Derive $\frac{\partial(\mathbf{x}^T\mathbf{Ax})}{\partial \mathbf{x}} = x^TA^T+x^TA$

Question

I see here: Vector derivative w.r.t its transpose $\frac{d(Ax)}{d(x^T)}$ that that which is stated in the title is true. However, I tried deriving it myself.

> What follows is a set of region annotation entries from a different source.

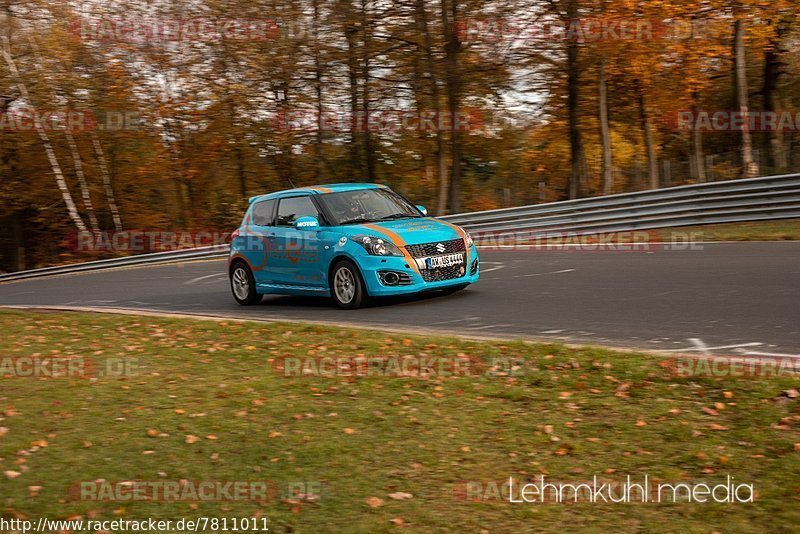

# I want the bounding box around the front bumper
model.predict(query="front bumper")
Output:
[358,245,480,297]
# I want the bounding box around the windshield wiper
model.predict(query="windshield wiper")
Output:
[339,217,373,226]
[378,213,419,221]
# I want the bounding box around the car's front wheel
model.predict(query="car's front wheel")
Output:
[331,260,367,310]
[231,261,263,306]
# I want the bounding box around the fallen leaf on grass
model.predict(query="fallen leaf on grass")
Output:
[367,497,383,508]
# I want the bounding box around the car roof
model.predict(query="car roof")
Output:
[250,183,386,204]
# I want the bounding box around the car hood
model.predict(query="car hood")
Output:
[339,217,461,245]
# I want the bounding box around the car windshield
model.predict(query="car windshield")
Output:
[319,189,420,225]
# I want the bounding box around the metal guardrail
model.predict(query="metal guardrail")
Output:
[0,174,800,282]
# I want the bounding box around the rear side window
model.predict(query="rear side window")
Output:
[253,199,275,226]
[277,196,320,226]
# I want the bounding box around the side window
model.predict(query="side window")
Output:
[276,196,320,226]
[253,199,275,226]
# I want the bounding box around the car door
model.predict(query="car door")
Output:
[245,198,277,285]
[270,195,325,288]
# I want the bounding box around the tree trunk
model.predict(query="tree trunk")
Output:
[415,0,449,215]
[762,23,787,174]
[312,0,325,183]
[566,0,586,199]
[64,131,100,235]
[28,36,100,235]
[690,98,706,183]
[361,0,377,182]
[733,18,758,178]
[598,56,614,195]
[442,0,461,213]
[637,87,659,189]
[342,0,364,180]
[92,131,122,232]
[2,38,87,232]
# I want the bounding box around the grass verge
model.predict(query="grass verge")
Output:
[0,311,800,532]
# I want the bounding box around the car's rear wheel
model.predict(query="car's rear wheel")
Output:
[231,261,263,306]
[330,260,367,310]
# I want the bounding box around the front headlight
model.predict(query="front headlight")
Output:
[350,235,403,256]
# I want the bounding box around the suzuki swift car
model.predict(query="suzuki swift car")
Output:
[228,184,479,309]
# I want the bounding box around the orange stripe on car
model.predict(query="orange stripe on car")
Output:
[436,219,472,270]
[364,224,422,276]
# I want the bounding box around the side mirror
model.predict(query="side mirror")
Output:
[294,217,319,230]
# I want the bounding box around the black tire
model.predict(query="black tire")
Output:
[230,261,264,306]
[328,260,368,310]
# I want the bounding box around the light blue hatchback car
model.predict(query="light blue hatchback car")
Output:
[228,183,479,309]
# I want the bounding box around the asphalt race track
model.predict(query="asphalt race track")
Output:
[0,242,800,356]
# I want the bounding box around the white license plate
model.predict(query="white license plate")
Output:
[425,254,464,269]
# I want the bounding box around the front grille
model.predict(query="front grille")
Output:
[378,271,411,286]
[406,239,467,258]
[420,265,466,282]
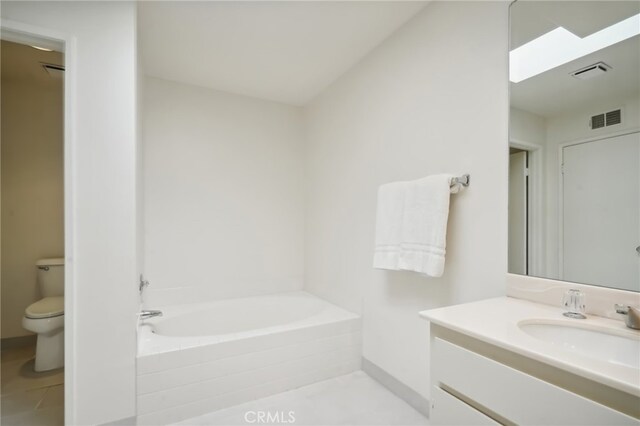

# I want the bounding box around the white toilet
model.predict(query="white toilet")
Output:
[22,258,64,371]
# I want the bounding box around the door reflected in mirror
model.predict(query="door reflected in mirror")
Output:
[509,0,640,291]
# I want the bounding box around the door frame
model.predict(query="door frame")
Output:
[509,138,545,277]
[0,19,77,424]
[557,127,640,280]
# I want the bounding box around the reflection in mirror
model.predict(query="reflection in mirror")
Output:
[509,0,640,291]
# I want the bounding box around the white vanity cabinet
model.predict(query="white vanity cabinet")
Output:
[430,323,640,425]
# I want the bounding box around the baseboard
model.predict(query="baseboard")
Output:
[0,334,38,349]
[362,357,430,418]
[102,416,137,426]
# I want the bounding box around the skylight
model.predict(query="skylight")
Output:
[509,14,640,83]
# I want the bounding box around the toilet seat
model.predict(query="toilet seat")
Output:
[24,296,64,319]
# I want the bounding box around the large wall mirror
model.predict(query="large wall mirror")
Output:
[509,0,640,291]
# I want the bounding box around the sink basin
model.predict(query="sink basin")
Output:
[518,320,640,369]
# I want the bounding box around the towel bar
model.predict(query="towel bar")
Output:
[451,174,471,186]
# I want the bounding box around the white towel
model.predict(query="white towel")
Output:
[373,175,459,277]
[373,182,407,271]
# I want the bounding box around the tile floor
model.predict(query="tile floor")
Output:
[0,346,64,426]
[178,371,429,426]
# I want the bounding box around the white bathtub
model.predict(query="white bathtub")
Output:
[137,292,361,425]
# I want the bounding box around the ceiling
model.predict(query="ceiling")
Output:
[510,0,640,118]
[0,40,64,87]
[138,1,427,105]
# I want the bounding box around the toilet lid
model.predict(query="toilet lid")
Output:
[24,296,64,319]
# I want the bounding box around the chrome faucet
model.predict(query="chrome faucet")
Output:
[615,303,640,330]
[140,311,162,319]
[138,274,149,294]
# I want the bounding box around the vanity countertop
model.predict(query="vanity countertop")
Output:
[420,297,640,397]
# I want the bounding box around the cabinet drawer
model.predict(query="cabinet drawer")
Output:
[432,338,640,426]
[429,386,500,426]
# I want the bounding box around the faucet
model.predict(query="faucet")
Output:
[140,311,162,319]
[138,274,149,294]
[615,303,640,330]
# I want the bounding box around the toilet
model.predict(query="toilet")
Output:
[22,258,64,371]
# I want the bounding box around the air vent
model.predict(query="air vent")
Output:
[40,62,64,78]
[606,109,622,126]
[571,62,611,80]
[589,109,622,130]
[591,114,604,129]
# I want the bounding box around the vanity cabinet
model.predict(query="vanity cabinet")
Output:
[430,324,640,425]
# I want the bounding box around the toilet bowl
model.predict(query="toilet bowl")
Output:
[22,258,64,372]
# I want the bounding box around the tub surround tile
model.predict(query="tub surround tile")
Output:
[138,345,362,414]
[138,362,360,425]
[138,333,362,394]
[137,295,362,424]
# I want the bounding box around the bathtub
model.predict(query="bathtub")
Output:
[137,292,362,425]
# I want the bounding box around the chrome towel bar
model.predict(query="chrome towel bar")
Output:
[451,174,471,186]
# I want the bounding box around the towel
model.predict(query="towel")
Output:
[373,174,459,277]
[373,182,407,271]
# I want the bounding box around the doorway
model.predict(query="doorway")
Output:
[0,37,65,425]
[559,132,640,291]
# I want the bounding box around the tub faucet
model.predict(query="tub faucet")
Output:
[615,303,640,330]
[140,311,162,319]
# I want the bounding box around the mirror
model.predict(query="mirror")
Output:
[509,0,640,291]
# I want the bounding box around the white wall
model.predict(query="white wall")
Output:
[2,1,137,424]
[509,107,547,147]
[143,78,304,302]
[305,2,509,397]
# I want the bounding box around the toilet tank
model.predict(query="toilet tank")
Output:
[36,258,64,297]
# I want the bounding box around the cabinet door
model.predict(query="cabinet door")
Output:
[429,386,500,426]
[432,338,640,426]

$U = \mathbf{x}^T\mathbf{A}$

$\frac{\partial(\mathbf{x}^T\mathbf{Ax})}{\partial \mathbf{x}} = \frac{\partial U}{\partial\mathbf{x}} \mathbf{x} + U\frac{\partial\mathbf{x}}{\partial\mathbf{x}}$

$\frac{\partial(\mathbf{x}^T\mathbf{Ax})}{\partial \mathbf{x}} = \frac{\partial \mathbf{x}^T\mathbf{A}}{\partial\mathbf{x}} \mathbf{x} + \mathbf{x}^T\mathbf{A}$

$\frac{\partial(\mathbf{x}^T\mathbf{Ax})}{\partial \mathbf{x}} = \mathbf{A}^T\mathbf{x} + \mathbf{x}^T\mathbf{A} = 2\mathbf{x}^T\mathbf{A} \neq x^TA^T+x^TA$

Am I applying product rule correctly?

Answer 1

Let $$f(x)=x^t A x$$ Then we have that $$f(x+h)=(x+h)^t A (x+h)=x^tAx+x^tAh+h^tAx+h^tAh$$ I.e. $$f(x+h)-f(x)=x^tAh+h^tAx+h^tAh=x^tAh+x^tA^th+h^tAh=(x^tA+x^tA^t)h+h^tAh$$ Can you continue?

Answer 2

Explicit indices help:$$\begin{align}\frac{\partial(x^TAx)}{\partial x_i}&=\partial_i(x_jA_{jk}x_k)\\&=\delta_{ij}A_{jk}x_k+x_jA_{jk}\delta_{ik}\\&=A_{ik}x_k+x_jA_{ji}\\&=(Ax+A^Tx)_i,\end{align}$$so the derivative you sought is $(A+A^T)x$ or the transpose, $x^T(A+A^T)$, depending on how you define it. The second option results from $df=\frac{df}{dx}dx$.

Answer 3

Maybe changing notation helps? I'll do it in a different way since you already got two good answers. You're looking for the gradient of the function $f\colon \Bbb R^n \to \Bbb R$ given by $f(x) = \langle Ax,x\rangle$, where $A\colon \Bbb R^n\to \Bbb R^n$ is linear. For every bilinear map $B$ we have that $$DB(x,y)(h,k) = B(x,h)+B(h,k),$$and $f = B \circ \Delta$, where $B(x,y) = \langle Ax,y\rangle$ is bilinear and $\Delta(x) = (x,x)$ is the (linear) diagonal embedding. So the chain rule kicks in and we have that $$\begin{align} Df(x)(h) &= D(B\circ \Delta)(x)(h) = DB(\Delta(x)) \circ D\Delta(h) \\ &= DB(x,x)(h,h) = B(x,h)+B(h,x) \\ &= \langle Ax,h\rangle + \langle Ah,x\rangle = \langle Ax,h\rangle + \langle h, A^\top x\rangle \\ &= \langle Ax+A^\top x, h\rangle. \end{align}$$This means that $\nabla f(x) = Ax+A^\top x$, as wanted.